The flashing lights turned every face into a distorted blur. Patients shouted and pounded on locked doors. Nurses ran past them in confusion.
Eliana headed straight for the service stairs.
Ethan had forced her to memorize the building's layout during those tense hours in the basement. Every hallway, every exit, every blind corner.
Her heels struck the floor in quick, uneven beats as the alarm continued to howl.
They burst into the stairwell.
Smoke drifted faintly through the air, carrying the harsh smell of burning rubber. Silas must have started something in the ventilation system to create the illusion of a real fire.
They hurried down three flights of stairs.

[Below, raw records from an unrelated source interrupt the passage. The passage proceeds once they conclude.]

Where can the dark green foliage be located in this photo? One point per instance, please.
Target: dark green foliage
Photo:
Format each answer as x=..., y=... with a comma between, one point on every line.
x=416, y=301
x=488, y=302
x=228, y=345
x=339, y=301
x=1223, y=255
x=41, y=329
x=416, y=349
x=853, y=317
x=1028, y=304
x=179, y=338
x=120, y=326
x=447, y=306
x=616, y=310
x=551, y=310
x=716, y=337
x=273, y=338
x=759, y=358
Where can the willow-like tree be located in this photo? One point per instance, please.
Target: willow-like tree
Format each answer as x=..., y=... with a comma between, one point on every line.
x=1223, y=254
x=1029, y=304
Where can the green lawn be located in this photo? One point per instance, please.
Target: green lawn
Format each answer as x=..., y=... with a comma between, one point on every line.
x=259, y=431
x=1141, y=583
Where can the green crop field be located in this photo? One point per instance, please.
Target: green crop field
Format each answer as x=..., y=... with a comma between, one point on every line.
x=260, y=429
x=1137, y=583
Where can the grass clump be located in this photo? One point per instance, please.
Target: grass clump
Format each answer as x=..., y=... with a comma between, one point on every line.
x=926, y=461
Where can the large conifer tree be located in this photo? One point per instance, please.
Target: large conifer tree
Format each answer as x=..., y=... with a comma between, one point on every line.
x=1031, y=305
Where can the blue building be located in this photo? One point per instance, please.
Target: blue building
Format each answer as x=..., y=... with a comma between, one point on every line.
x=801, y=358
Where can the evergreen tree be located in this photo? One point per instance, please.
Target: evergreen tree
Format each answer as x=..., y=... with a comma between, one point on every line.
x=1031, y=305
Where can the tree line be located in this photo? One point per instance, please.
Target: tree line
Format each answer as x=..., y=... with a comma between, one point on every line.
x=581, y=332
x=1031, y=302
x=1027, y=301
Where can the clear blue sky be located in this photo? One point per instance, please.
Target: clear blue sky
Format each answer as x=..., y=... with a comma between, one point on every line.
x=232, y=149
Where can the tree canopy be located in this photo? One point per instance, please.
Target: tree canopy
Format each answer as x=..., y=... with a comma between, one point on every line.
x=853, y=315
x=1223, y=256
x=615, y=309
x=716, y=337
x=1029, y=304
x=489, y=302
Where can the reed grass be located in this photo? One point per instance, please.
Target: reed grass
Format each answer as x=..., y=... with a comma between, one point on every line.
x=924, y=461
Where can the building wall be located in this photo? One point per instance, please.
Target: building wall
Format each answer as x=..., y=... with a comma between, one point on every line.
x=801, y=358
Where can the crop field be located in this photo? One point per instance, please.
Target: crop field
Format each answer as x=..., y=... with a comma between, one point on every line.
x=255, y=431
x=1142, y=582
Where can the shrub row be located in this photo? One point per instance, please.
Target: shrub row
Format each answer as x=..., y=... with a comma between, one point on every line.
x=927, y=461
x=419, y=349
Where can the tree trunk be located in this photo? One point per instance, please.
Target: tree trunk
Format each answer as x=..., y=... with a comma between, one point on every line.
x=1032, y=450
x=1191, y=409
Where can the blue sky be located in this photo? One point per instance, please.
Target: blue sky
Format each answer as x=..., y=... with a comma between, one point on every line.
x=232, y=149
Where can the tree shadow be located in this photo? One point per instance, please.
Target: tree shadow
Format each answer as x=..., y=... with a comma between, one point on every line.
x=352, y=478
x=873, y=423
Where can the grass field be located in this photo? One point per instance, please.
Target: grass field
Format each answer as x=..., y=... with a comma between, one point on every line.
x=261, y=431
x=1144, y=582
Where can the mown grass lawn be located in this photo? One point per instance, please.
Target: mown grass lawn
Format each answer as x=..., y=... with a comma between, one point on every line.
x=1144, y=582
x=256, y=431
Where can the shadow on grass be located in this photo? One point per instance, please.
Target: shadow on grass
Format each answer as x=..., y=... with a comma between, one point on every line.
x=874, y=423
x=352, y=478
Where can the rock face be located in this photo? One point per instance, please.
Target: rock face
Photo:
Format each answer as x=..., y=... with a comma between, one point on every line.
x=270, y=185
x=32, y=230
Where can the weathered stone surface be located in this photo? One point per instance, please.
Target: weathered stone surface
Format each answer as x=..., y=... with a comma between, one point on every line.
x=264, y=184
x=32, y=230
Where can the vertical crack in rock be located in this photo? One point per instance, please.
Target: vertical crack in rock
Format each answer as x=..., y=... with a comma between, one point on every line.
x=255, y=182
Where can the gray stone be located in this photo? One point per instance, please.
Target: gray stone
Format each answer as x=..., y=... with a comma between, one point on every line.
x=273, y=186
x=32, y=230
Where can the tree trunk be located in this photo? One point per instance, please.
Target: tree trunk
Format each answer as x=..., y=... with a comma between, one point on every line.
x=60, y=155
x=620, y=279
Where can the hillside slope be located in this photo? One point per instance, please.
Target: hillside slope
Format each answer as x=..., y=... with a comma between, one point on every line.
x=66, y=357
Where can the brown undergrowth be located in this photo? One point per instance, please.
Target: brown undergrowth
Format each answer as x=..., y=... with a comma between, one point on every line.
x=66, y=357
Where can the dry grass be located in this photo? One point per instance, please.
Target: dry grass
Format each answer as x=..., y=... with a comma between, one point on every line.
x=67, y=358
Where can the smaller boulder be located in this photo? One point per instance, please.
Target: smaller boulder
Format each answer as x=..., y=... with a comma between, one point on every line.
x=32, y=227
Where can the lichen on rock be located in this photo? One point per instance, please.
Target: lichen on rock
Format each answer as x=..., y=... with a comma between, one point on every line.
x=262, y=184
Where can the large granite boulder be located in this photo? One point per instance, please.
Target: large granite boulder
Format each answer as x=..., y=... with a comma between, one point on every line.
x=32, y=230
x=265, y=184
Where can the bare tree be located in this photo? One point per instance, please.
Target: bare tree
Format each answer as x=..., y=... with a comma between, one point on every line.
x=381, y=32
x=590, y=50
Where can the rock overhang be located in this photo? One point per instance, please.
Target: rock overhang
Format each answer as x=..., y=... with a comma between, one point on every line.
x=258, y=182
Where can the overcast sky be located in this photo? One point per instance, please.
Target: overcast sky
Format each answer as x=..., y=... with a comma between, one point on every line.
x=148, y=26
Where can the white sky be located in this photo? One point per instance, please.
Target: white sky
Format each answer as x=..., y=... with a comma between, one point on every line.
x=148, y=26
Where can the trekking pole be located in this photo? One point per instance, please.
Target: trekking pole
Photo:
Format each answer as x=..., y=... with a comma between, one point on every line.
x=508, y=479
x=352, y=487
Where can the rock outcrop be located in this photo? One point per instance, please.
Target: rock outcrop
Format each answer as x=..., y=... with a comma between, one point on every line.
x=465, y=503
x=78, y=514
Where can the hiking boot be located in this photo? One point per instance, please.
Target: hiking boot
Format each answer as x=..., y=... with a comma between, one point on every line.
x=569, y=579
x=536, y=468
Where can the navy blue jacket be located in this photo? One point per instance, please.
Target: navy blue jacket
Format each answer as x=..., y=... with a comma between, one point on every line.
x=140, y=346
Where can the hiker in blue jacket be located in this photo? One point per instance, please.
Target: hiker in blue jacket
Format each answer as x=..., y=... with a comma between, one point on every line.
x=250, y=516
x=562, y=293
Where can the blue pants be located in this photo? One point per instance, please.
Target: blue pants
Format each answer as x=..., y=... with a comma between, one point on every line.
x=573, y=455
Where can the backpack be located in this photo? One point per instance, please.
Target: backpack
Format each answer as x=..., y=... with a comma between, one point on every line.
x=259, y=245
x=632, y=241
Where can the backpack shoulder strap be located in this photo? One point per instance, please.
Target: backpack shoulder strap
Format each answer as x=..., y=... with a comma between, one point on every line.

By the time they reached the bottom, Eliana's lungs burned and her legs trembled, but she did not slow down.
The kitchen exit was just ahead.
She pushed through the final door.
Fresh air rushed over them.
The salty scent of the harbor filled her lungs as sunlight flooded her vision after the dark, red glow of the asylum.
At the end of the gravel path sat a black sedan, its engine running quietly.
Silas stood beside the driver's door, one hand resting near his holster while his eyes scanned the surrounding rooftops.
"Get in!" he shouted.
Eliana shoved Sofia into the back seat and slid in after her just as a white security SUV turned the corner of the building.
Silas did not wait.
He slammed the accelerator.
The tires screamed against the gravel as the car shot forward, sending dust swirling into the air behind them.
"Did they see through the story?" Silas asked as he glanced into the rearview mirror while weaving through traffic.
"No," Eliana said between breaths.
Her carefully pinned hair had come loose, curls falling wildly around her shoulders.
"They think I'm a grieving widow losing control."
She looked back at the asylum gates shrinking behind them.
"Marcus tried to revoke my license over the phone. He's already trying to erase me."
Silas's jaw tightened.
"He can take your title," he muttered, "but he can't take your reach."
He turned the car toward the docks.
"We switch vehicles there. Ethan is waiting."
Eliana leaned back in her seat, the adrenaline slowly settling into something colder.
Beside her, Sofia stared through the window at the disappearing asylum with a look of stunned disbelief.
Marcus had buried her there for twenty years.
Now she was breathing free air again.
Eliana opened her briefcase and pulled out a small encrypted burner phone.
For a moment she simply stared at it.
She was not calling a CEO.
She was not calling a husband.
She was calling a ghost.
She pressed the button.
"We have her," Eliana said when the line connected.
Her voice was steady even though her hands trembled.
"We're coming back to the shadows, Ethan. Get ready. We have a ledger to find."
She ended the call and turned toward Sofia.
The older woman slowly reached out and touched the gold Vanessa key hanging around Eliana's neck.
"You are brave," Sofia whispered, her storm grey eyes filling with tears.
"But Marcus is a man who builds cages even where the sky is open."
Her fingers tightened gently around Eliana's hand.
"Be careful, child. He does not only want the ledger."
Her voice dropped.
"He wants the woman who dared to remember what he spent twenty years trying to erase."
Eliana held her hand firmly.
The King's Collateral was no longer a contract or a convenient marriage.
It had become something far deeper.
A promise written in blood.
As the car disappeared into the maze of warehouses and shipping cranes along the docks, Eliana understood something clearly.
The next time she faced Marcus Luther, she would not be holding legal documents.
She would be holding the truth.
And that truth would burn his empire to the ground.